Monday, September 6, 2010

Mangosteens

I discovered this wonderful fruit when Kweepo and I were travelling in Yunnan in 2007. We were walking in the mountain and noticed a fruit seller with a huge bounty of exotic fruits the likes of which I'd never seen before. I couldn't resist and we bought a few different fruits. All were amazing, but particularly so this strange little black fruit with a white interior, which I later discovered to be a mangosteen.

I never thought I'd find these things outside of China, so I was delighted when I found a place selling mangosteens on Granville Island a year or so ago. I ravenously bought a bunch and took them home, only to discover that the inside was all rotten. The skin of all the mangosteens at that place were a lot harder than I remembered them being on the fruit I ate in Yunnan, indicating clearly that they are overripe.

I've since noticed lots of other Asian markets selling the fruits, but they all uniformly seem to be overripe. I bought some the other day at a mini-mart called "Joyce 33" on Kingsway that seemed to have fresher fruit, hoping that I would have better luck, but as before, this is what the inside looked like:



YUCK! Look at that yellow pus. Disgusting. Refer to the Wiki entry to see what a ripe mangosteen should look like.

Is it just my bad luck? Am I picking these wrong? People at the same store were buying these things by the dozen, and they seemed to know what they were looking for, so I suspect I might just not be picking them right. I'm eager to re-live that Yunnan experience. Mangosteens are AMAZING when they're just the right ripeness.

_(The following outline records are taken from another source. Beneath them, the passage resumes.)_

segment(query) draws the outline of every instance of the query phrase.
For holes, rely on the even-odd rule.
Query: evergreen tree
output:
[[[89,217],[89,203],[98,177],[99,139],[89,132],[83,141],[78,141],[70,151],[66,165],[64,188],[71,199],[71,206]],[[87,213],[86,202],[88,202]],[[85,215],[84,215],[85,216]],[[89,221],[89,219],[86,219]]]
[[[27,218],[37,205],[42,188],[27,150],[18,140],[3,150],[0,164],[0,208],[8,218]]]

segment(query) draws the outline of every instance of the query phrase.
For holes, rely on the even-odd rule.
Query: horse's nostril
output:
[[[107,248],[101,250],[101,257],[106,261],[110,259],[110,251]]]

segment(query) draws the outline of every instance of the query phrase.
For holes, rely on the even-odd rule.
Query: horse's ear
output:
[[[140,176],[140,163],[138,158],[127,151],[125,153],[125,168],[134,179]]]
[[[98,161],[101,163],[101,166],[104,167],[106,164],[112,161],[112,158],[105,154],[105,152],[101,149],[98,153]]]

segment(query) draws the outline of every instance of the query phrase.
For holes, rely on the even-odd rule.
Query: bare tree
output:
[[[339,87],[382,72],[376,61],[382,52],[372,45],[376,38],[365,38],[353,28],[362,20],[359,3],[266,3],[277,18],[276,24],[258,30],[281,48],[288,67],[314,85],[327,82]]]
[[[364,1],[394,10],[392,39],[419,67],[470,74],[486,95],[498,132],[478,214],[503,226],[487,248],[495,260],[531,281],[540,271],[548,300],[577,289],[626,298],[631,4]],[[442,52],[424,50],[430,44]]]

When ripe, the skin is a little firm but gives way with a little pressure. When overripe, as here, the skin is bark-like and impossible to open by hand. I had to use a hammer(!) to open this one. Breaking open the inch-thick hard skin reveals a globe of soft, delicate, pure white inside. The skin should be purple, not brown as here, and the pulp pure silky white.

The pulp consists of five or six carpels in the manner of the sections of oranges. One of these contains a large seed, while the others are pure flesh. It's a great fruit because the flesh is so soft and juicy that you barely need to chew, and it's very sweet without being either too fibrous in the manner of an orange, nor too sour, nor too pasty.

According to the Wiki entry, Mangosteens were still somewhat of a rare find elsewhere like in the U.S. up until 2007 due to restrictions on exports due to the possibility of the fruit harboring the Asian fruit fly, but since then mangosteens grown in Puerto Rico have begun to appear. I don't remember seeing them in Vancouver before we visited Yunnan in May of 2007, which seems to jibe with this information. That, or I just wasn't looking. Everywhere in the world until a few years ago these were still quite a rare find. Kweepo says that these were even unavailable in Beijing, where she grew up.

The mini-mart where I found my mangosteens the other day was selling them for an incredible $0.99/lb. They go for up to $4.99 elsewhere. Apparently fresh mangosteens have been found going for up to $45/lb in places like New York.

I'm sure there must be some places selling good mangosteens somewhere, considering how ubiquitous they've become in the last few years.

1 comment:

  1. In Asia (mostly Chinese-speaking places)...mangosteen = queen of fruits! YUMMY!